Stephen Barr is senior contributing editor of CFO.
A lesson for 1999: Big deals often get discounted on Wall Street in this booming environment for deals, M&A experts are increasingly trusting investor reaction as a fair indicator of the chance of success. And investor reaction is increasingly skeptical.
The McKesson Corp.- HBO and Proffitts-Saks deals are two of 1998’s mergers below the Top-10 level that created sizable sell-offs at the acquiring company. “It’s becoming less unusual,” says Wharton School visiting professor Mark Sirower.
Even one darling of the merger game, consumer- products maker Newell Corp., lost nearly $1 billion in market capitalization when it announced its $5.8 billion purchase of Rubbermaid Inc. in October. With 16 acquisitions since 1993, Newell had been building a reputation as a shrewd acquirer that quickly digests small companies with goods it can market to its current customers. Rubbermaid, in contrast, is bigger and comes with a troubled past.
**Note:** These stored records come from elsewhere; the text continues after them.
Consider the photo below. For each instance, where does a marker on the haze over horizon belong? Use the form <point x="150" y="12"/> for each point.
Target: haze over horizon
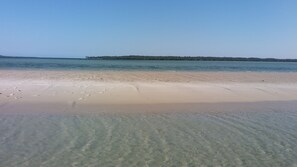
<point x="230" y="28"/>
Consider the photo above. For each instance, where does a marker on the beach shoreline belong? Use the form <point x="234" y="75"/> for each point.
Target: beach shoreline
<point x="80" y="89"/>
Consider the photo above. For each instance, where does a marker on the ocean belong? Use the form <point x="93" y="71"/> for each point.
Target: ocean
<point x="244" y="136"/>
<point x="176" y="138"/>
<point x="144" y="65"/>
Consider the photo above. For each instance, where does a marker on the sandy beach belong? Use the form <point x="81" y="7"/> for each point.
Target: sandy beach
<point x="73" y="89"/>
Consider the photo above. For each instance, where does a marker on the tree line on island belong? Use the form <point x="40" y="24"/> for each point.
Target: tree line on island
<point x="188" y="58"/>
<point x="176" y="58"/>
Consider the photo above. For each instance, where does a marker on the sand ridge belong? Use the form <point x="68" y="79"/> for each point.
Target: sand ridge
<point x="75" y="88"/>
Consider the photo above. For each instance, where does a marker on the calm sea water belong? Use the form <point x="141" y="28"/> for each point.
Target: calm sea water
<point x="77" y="64"/>
<point x="235" y="138"/>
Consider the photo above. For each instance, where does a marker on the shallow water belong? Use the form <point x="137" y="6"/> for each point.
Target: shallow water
<point x="144" y="65"/>
<point x="243" y="138"/>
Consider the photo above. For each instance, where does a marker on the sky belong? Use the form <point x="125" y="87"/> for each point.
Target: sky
<point x="79" y="28"/>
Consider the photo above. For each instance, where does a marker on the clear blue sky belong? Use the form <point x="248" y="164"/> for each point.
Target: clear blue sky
<point x="78" y="28"/>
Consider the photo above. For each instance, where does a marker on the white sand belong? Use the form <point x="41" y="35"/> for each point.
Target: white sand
<point x="75" y="88"/>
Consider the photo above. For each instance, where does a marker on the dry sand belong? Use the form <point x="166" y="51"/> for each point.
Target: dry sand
<point x="69" y="90"/>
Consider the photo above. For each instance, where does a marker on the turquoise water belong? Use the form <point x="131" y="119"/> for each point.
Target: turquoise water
<point x="235" y="138"/>
<point x="81" y="64"/>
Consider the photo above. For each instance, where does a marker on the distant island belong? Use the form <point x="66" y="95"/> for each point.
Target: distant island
<point x="175" y="58"/>
<point x="188" y="58"/>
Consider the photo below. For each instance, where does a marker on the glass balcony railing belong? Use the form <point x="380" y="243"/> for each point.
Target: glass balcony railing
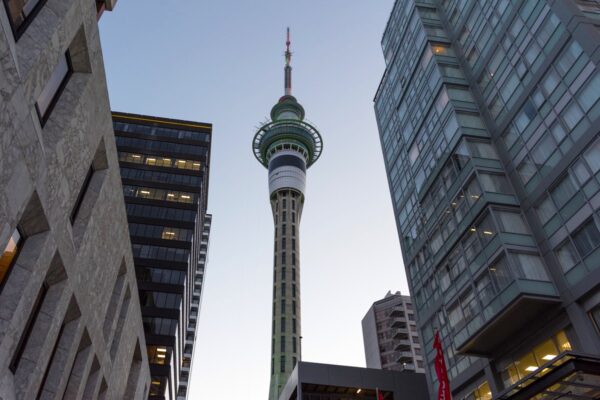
<point x="510" y="310"/>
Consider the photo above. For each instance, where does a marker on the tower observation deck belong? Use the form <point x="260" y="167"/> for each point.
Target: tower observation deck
<point x="287" y="146"/>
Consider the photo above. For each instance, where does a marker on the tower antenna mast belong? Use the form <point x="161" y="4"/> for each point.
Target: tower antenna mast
<point x="288" y="67"/>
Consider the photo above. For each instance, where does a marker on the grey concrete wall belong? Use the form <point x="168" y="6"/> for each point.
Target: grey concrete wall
<point x="87" y="341"/>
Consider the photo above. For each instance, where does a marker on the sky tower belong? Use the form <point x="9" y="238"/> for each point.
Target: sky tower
<point x="287" y="146"/>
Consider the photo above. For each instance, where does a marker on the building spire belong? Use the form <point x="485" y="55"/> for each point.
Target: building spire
<point x="288" y="67"/>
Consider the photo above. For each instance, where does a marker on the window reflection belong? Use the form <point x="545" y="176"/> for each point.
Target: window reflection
<point x="56" y="82"/>
<point x="19" y="11"/>
<point x="160" y="355"/>
<point x="517" y="368"/>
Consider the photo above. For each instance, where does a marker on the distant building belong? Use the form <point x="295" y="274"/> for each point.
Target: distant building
<point x="312" y="381"/>
<point x="489" y="121"/>
<point x="390" y="335"/>
<point x="70" y="321"/>
<point x="164" y="168"/>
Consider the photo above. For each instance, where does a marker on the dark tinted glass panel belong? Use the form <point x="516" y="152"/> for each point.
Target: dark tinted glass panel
<point x="287" y="160"/>
<point x="160" y="299"/>
<point x="157" y="161"/>
<point x="587" y="238"/>
<point x="159" y="194"/>
<point x="156" y="212"/>
<point x="158" y="275"/>
<point x="159" y="326"/>
<point x="20" y="12"/>
<point x="161" y="131"/>
<point x="160" y="253"/>
<point x="161" y="177"/>
<point x="161" y="146"/>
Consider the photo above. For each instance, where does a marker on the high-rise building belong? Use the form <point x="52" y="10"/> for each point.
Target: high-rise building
<point x="488" y="116"/>
<point x="390" y="335"/>
<point x="69" y="324"/>
<point x="312" y="381"/>
<point x="164" y="168"/>
<point x="287" y="146"/>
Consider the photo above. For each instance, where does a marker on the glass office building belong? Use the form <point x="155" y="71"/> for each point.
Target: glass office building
<point x="488" y="114"/>
<point x="164" y="169"/>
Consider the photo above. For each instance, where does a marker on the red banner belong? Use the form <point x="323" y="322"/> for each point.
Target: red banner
<point x="440" y="369"/>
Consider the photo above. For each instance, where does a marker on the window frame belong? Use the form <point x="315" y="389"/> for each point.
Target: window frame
<point x="18" y="247"/>
<point x="20" y="30"/>
<point x="59" y="90"/>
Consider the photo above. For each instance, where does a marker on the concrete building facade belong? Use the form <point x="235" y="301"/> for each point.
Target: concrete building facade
<point x="489" y="120"/>
<point x="165" y="168"/>
<point x="287" y="146"/>
<point x="70" y="322"/>
<point x="390" y="335"/>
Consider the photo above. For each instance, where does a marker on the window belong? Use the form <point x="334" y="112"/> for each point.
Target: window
<point x="566" y="255"/>
<point x="526" y="169"/>
<point x="160" y="299"/>
<point x="595" y="316"/>
<point x="590" y="94"/>
<point x="16" y="359"/>
<point x="21" y="13"/>
<point x="58" y="80"/>
<point x="159" y="354"/>
<point x="563" y="192"/>
<point x="9" y="255"/>
<point x="159" y="326"/>
<point x="494" y="183"/>
<point x="587" y="238"/>
<point x="529" y="266"/>
<point x="81" y="195"/>
<point x="546" y="210"/>
<point x="512" y="222"/>
<point x="517" y="368"/>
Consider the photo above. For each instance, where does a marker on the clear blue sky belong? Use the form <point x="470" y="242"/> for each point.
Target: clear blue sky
<point x="221" y="61"/>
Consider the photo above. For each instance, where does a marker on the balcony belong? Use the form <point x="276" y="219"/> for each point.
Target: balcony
<point x="505" y="315"/>
<point x="404" y="357"/>
<point x="568" y="376"/>
<point x="401" y="334"/>
<point x="397" y="312"/>
<point x="402" y="345"/>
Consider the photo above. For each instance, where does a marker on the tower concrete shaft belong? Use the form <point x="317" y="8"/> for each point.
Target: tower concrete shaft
<point x="286" y="344"/>
<point x="287" y="146"/>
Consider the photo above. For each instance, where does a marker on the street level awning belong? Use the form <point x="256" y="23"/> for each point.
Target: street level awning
<point x="570" y="376"/>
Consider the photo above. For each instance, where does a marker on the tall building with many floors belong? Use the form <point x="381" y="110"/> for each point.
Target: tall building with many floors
<point x="489" y="119"/>
<point x="286" y="146"/>
<point x="390" y="335"/>
<point x="70" y="322"/>
<point x="164" y="168"/>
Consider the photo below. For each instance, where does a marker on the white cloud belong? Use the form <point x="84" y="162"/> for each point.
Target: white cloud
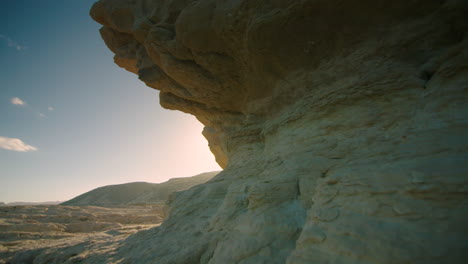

“It’s strange to see Newell lose so much of the premium,” says Sirower. “This is a company we look to as having the answers to how to do acquisitions.” Newell’s stock price was continuing to trade lower into December.
But Newell CFO William Alldredge says he figured the market would downplay Newell’s acquisition record and worry instead about the large scale of the deal– something many CFOs may face as megadeals become more commonplace.
“We were not surprised by the outcome,” he says of his company’s stock-price fall. “Because of the size and opportunity, we were willing to put up with more near-term dilution. This is one of those acquisitions that will truly let us make a quantum leap forward.” S.B.